Occasionally I get asked how I go about it, and it’s a difficult question to answer without coming off as disingenuous. Because it’s actually really simple- I think of words that describe the photo. So rather than trying to complicate what is a simple process, I thought I would instead list a few considerations that I feel are important when keywording images

  1. Use one process – If you are preparing images to submit to more than one stock library, the chances are that those libraries will have different requirements for their keywords, such as the amount of keywords they will allow per image. If you can find a method of keywording that fits the requirements of all the agencies you are submitting to, you will save a great deal of time.

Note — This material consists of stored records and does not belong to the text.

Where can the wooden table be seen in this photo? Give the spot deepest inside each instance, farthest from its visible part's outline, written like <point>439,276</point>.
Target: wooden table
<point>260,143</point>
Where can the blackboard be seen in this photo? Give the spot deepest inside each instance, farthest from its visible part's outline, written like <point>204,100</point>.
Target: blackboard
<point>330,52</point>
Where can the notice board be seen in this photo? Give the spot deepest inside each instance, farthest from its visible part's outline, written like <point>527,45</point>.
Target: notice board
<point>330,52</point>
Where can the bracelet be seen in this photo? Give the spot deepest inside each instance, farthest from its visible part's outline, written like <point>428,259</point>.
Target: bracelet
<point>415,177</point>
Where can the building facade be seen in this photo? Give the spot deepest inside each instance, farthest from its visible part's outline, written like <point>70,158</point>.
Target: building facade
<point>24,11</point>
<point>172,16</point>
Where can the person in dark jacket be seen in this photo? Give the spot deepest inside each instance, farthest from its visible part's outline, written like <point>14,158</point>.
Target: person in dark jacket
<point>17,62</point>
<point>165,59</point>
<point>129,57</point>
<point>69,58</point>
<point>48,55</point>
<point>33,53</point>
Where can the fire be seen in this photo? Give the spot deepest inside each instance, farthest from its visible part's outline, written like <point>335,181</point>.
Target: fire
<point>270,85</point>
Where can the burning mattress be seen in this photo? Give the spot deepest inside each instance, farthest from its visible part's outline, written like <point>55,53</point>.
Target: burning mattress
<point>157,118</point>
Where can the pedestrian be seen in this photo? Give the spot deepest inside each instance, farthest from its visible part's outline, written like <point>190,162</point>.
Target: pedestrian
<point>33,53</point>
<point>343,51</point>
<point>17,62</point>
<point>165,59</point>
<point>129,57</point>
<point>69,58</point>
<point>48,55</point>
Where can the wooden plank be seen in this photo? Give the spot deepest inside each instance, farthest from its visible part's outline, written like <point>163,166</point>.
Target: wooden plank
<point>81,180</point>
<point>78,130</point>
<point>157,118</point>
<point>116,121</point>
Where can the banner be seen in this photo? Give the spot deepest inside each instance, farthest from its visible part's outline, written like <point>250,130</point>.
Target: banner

  2. Search engines are clever – Gone are the days where you need to include plurals of words as well as the original word. To save time and space, only use “dog” instead of “dog” and “dogs”.
  3. Most photo buyers use search engines first, agencies second. – Most search engines list guidelines for keywording. Use techniques recommended by Google, Yahoo et al as these search engines also capture results from within stock agency sites.
  4. Be specific- Describe exactly what the image is. If you have an image of a couple in front of the Eiffel Tower in Paris at night, include keywords that describe all of these elements in the photo. Also group them into search phrases. “Couple at Eiffel Tower at night” will not be searched as many times as “Eiffel Tower”, but when it is the results will be much narrower and so your image has a much higher chance of a. being seen, and b. being used as it is specifically what the searcher asked for.
  5. Think conceptually- Image buyers are often looking to represent a concept, rather than simply a scene. The image of the couple at the Eiffel Tower could also be used to illustrate love, or romance.